L’auteur expose ensuite l’interprétation occidentale du diagramme comme figure de la Sainte Trinité (citant le Dr Fugairon et Mme Blavatsky de la Société théosophique) : le triangle blanc central représente la Personne de la Divinité indifférenciée ; le grand cercle jaune, la Volonté (Dieu le Père) ; le grand cercle rouge, à gauche, la Sagesse (Dieu le Fils) ; le grand cercle bleu, à droite, l’Émotion ou l’Amour (Dieu le Saint-Esprit) — chacun accompagné de deux petits segments des deux autres couleurs, symbolisant leur interpénétration mutuelle. Les six segments qui en résultent (violet, vert, orange ardent, mêlés aux trois couleurs primaires) symbolisent selon Fugairon l’autorité, l’honneur, l’harmonie, l’équité, la compassion et l’humilité. L’auteur décrit enfin l’aspect « force vitale » correspondant à ces trois Personnes — attraction (Dieu le Père), lumière-vibration (Dieu le Fils, le « Verbe divin »), et courant électrique (Dieu le Saint-Esprit, la « semence de vie »).

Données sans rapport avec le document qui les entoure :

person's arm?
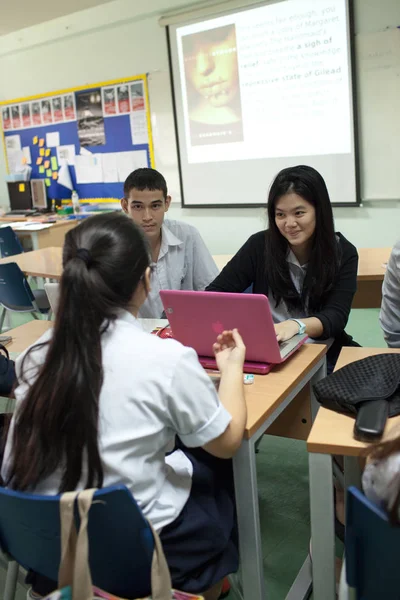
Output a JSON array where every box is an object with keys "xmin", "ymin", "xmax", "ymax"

Puis vient l’interprétation orientale, harmonisant Orient et Occident : ce diagramme démontre que le confucianisme, le bouddhisme et le taoïsme partagent une seule et même racine, la Grande Voie du Vide — absolue, universelle, ni grande ni petite selon l’angle d’où on la considère, comme l’enseigne le Kinh Thanh Tinh (« la Grande Voie est sans forme… pourtant elle engendre et nourrit le Ciel et la Terre »culminant dans la formule bouddhique : « vraie vacuité, existence merveilleuse »). L’auteur distingue ensuite la Voie de l’Être Substantiel en son aspect antérieur au Ciel — l’union triangulaire du Faîte Sans Bornes, du Faîte Suprême et du Faîte Auguste, symbolisée à l’autel principal de Tam Tong Mieu par la lampe à huile triangulaire suspendue au-dessus de trois tablettes commémoratives — et en son aspect postérieur au Ciel : les trois grands cercles correspondent respectivement au bouddhisme (Volonté, car le Mahayana fonde ses Trois Actes sur l’intention première), au confucianisme (Intellect, car la Grande Étude fonde ses huit points sur l’investigation des choses et l’extension du savoir), et au taoïsme (Émotion, selon un poème classique sur « l’affection de la Voie »). Les six segments correspondent enfin aux six vertus — compréhension, clarté, bienveillance, sagesse, courage et stratégie — que l’auteur explique une à une, chacune distinguée de sa contrefaçon superficielle (par exemple, la vraie compréhension n’est pas seulement entendre beaucoup, mais mettre en pratique ce qu’on a entendu selon les besoins du temps).